Trois ou quatre coups légers frappés à la porte du cabinet interrompirent Noël.

— Qui est là ? demanda-t-il sans se déranger.

— Monsieur, dit à travers la porte la voix de la domestique, madame voudrait vous parler.

L’avocat parut hésiter.

— Allez, mon enfant, conseilla le père Tabaret, ne soyez pas impitoyable, il n’y a que les dévots qui aient ce droit-là.

Noël se leva avec une visible répugnance et passa chez madame Gerdy.

— Pauvre garçon, pensait le père Tabaret resté seul, quelle découverte fatale, et comme il doit souffrir ! Un si noble jeune homme, un si brave cœur ! Dans son honnêteté candide, il ne soupçonne même pas d’où part le coup. Par bonheur, j’ai de la clairvoyance pour deux, et c’est au moment où il désespère que je suis sûr, moi, de lui faire rendre justice. Grâce à lui, me voici sur la voie. Un enfant devinerait la main qui a frappé. Seulement, comment cela est-il arrivé ? Il va me l’apprendre sans s’en douter.
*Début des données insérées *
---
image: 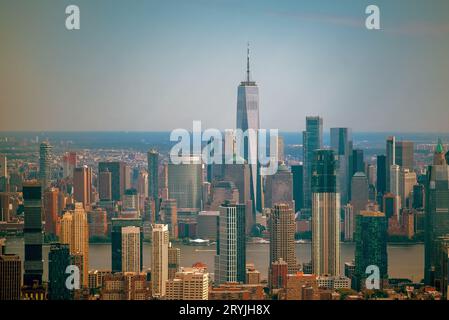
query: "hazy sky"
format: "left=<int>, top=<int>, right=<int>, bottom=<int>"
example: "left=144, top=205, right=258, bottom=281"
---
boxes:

Ah ! si j’avais une de ces lettres pour vingt-quatre heures ! C’est qu’il doit savoir son compte. D’un autre côté, en demander une, avouer mes relations avec la préfecture. Mieux vaut en prendre une, n’importe laquelle, uniquement pour comparer l’écriture.

Le père Tabaret achevait à peine de faire disparaître une de ces lettres dans les profondeurs de sa poche lorsque l’avocat reparut.
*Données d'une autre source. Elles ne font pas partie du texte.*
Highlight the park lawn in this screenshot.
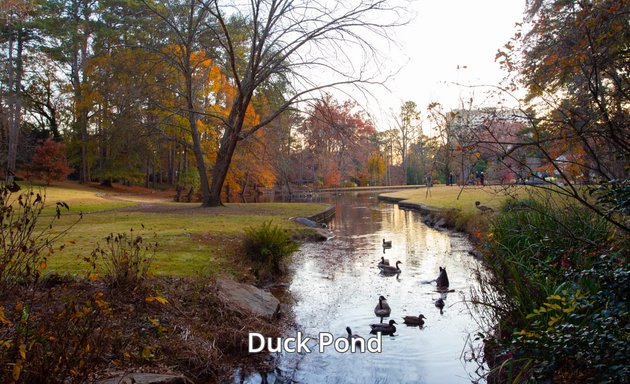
[382,185,525,215]
[20,182,136,215]
[44,203,326,276]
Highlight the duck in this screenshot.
[374,296,392,317]
[346,327,363,340]
[379,261,402,273]
[475,201,494,213]
[370,320,398,335]
[403,314,426,326]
C’était un de ces hommes au caractère fortement trempé, dont les ressorts plient sans rompre jamais. Il était fort, s’étant depuis longtemps exercé à la dissimulation, cette indispensable armure des ambitieux.

Rien, lorsqu’il revint, ne pouvait trahir ce qui s’était passé entre madame Gerdy et lui. Il était froid et calme absolument comme pendant ses consultations, lorsqu’il écoutait les interminables histoires de ses clients.

— Eh bien ! demanda le père Tabaret, comment va-t-elle ?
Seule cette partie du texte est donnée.